Since aspects do not allow to manage compositions or associations, developer must add corresponding properties to entities annotated with @AIConversations and @AIMessages (regardless if entities include provided aspects or not). Specifically:

entity Chats: AIConversations {
  ...
  Messages: Composition of many Messages on Messages.Chat = $self;
}
...
entity Messages: AIMessages {
  ...
  key Chat: Association to one Chat;
}

This way, the plugin knows how to deal with relationships between the two entities. In future enhancements, the plugin will automatically add missing relationship between these base entities.

Actions

Any service action annotated with one of the two available action annotations (see annotations) will be prepended by the corresponding handler from the plugin.

The plugin service prepends its handler via service.prepend(() => service.on(...)) and calls the next() function by providing generated data. This means that, if you want to work on the AI Response, you need to implement an action handler in your application code, to which the plugin will prepend.

For example, for Chat Completions:

class MyService extends cds.ApplicationService {
    async init() {
        // * Any action name annotated with @AICompletion
        this.on('sendMessage', async (req) => {
            const { aicore } = req.data;
            // AICore contains the result of plugin function:
            const { conversationId, lastMessage, ragContext } = aicore;
            // Do your thing
        })
    }
}

Or, for embeddings:

class MyService extends cds.ApplicationService {
    async init() {
        // * Any action name annotated with @AIEmbeddingGenerator
        this.on('generateEmbeddings', async (req) => {
            const { aicore } = req.data;
            // AICore contains the result of plugin function:
            const { embeddings } = aicore;
            // Do your thing
        })
    }
}

Completions

Completions are the most basic functionality of an AI chat. They allow message exchange between a User and the AI. It's very easy using AI Core to perform a "completion": given a deployment ID for a completion model, one POST call to the completion endpoint will provide an AI response.

The plugin simplifies the consumption of the completion model by attaching to an arbitrary OData action that is annotated with @AICompletion.

[!IMPORTANT]

Please note that the annotated action must satisfy the following parameter signature:

{ conversationID: uuid | null, content: string, useRag: boolean }

Model Support

SAP AI Core supports a wide range of LLMs, which are listed in the official documention.

Each LLM requires a defined payload structure to perform the completion generation and, although many LLMs share some common properties, there is no "one fits all" model that can be used.

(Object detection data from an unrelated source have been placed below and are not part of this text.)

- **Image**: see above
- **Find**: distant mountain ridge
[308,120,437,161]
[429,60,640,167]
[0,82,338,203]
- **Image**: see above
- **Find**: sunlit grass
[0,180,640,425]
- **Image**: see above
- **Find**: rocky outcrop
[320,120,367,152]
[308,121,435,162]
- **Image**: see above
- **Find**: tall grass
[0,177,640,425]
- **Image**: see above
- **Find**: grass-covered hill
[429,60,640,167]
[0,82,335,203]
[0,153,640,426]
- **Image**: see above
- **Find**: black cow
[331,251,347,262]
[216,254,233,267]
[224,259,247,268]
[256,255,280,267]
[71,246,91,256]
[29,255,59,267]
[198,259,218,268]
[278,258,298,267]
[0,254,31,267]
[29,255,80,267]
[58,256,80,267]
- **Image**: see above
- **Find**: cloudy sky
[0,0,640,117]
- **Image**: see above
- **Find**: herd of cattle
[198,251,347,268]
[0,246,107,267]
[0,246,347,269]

For this plugin, it has been decided to use the widely used OpenAI format for completion generation, which is structured as follows (beside other properties to influence the behavior):

{
    messages: [{
        role: 'system' | 'user' | 'assistant'
        content: 'An arbitrary message or context'
    }]
}

The plugin will accept and return messages only in this format.

It will, however, take care about the conversion of the input to the specific requirements of the LLM targeted by the given deployment ID. Within the transformers path, a class has been defined for each different data structure. As of now, these are the models supported for completions:

BaseTransformer
    -- OpenAITransformer
    -- GeminiTransformer
    -- MistralAITransformer
    -- AnthropicTransformer
    -- LlamaTransformer

Each transformer class inherits from the BaseTransformer, which offers 4 functions:

Function Purpose
transformCompletionIn Takes the inbound context in OpenAI format and converts it to the specific LLM format
transformCompletionOut Takes the response from the LLM and converts it to the OpenAI format
transformEmbeddingIn Takes the inbound embedding request payload and converts it to the specific LLM format
transformEmbeddingOut Takes the response from the LLM and converts it to a plain object like { embeddings: <result>}

As an initial implementation, each model is matched to the corresponding transformer class in the mapping file supported-models.js.

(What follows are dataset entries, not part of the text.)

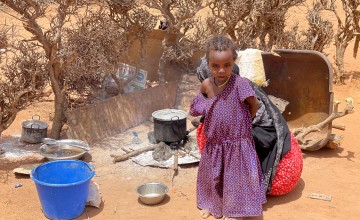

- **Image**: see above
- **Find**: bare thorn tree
[144,0,208,83]
[0,25,48,135]
[321,0,360,84]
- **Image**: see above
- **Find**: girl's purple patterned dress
[190,74,266,218]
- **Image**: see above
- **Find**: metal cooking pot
[152,109,187,143]
[20,115,48,144]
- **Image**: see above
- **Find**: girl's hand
[245,96,259,120]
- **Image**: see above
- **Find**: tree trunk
[335,40,348,84]
[158,31,170,83]
[50,88,66,139]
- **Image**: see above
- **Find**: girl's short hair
[205,35,237,61]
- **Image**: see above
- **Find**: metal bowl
[136,182,169,205]
[39,144,87,161]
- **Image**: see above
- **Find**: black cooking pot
[20,115,48,144]
[152,109,187,143]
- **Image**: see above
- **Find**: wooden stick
[174,151,179,171]
[113,142,163,163]
[121,147,132,154]
[332,123,345,131]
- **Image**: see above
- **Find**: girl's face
[208,49,234,82]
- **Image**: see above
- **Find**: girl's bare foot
[200,209,211,219]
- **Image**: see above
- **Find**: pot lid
[152,109,187,121]
[22,120,48,129]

By creating additional transformer classes, additional LLMs could be supported in the future.

Completion Behavior

System Prompt

To handle System Prompts, you can use the @AISystemPrompts annotation or include the AISystemPrompts aspect in your modeled entity. Either way, the presence of such an annotated element will make the plugin use the entity as a source to create the element system in the payload sent to the AI to generate a completion. It works this way:

  • Upon a new message, the plugin will check the existance of such entity, searching for the annotation
  • If it's found, the plugin then checks if the current requires a RAG processing or not and takes the value from entity property prompt where the property type is equal to SIMPLE (for non-RAG chats) or equal to CONTEXT_AWARE (for RAG chats). Check the logic in ai-service-handler.js
  • If the entity is NOT found, the plugin contains some generic constants in llm-prompts.js. This is likely to be changed in favor of a function parameter

Chat Context

Chat context represents the entire history of messages exchanged during a conversation: an effective AI chat "remembers" previous messages, in order to not repeat itself and to keep a true sense of conversing.

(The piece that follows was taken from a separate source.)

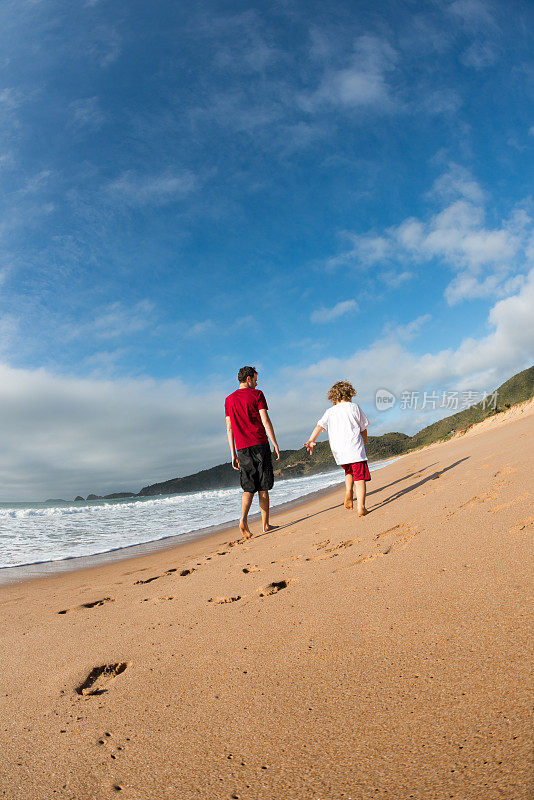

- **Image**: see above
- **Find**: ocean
[0,459,395,580]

The AI Core plugin automatically manages the chat context, by storing Messages of a Conversation in the entities annotated with @AIConversations and @AIMessages: on each message, the context is rebuilt and sent to the completion endpoint.

Embeddings

As an LLM would say:

Embedding is a way to represent data, like words or images, as numerical vectors to capture relationships and meaning. Embeddings allow machines to understand, compare, and process data more effectively by transforming complex information into numerical forms that highlight patterns, similarities, and differences.

The plugin provides an easy way to produce embeddings from an arbitrary text or piece of data. There are currently two ways in which you can get embeddings:

  • Using an action annotated with @AIEmbeddingGenerator: whichever text is sent to the action, will be returned as a numerical vector. Remeber that the plugin prepends its handler, so if you need to manipulate the result you need to implement and register an action handler youself. See actions.
  • By cds.connect.to('ai-core') and calling the getEmbeddings() API function.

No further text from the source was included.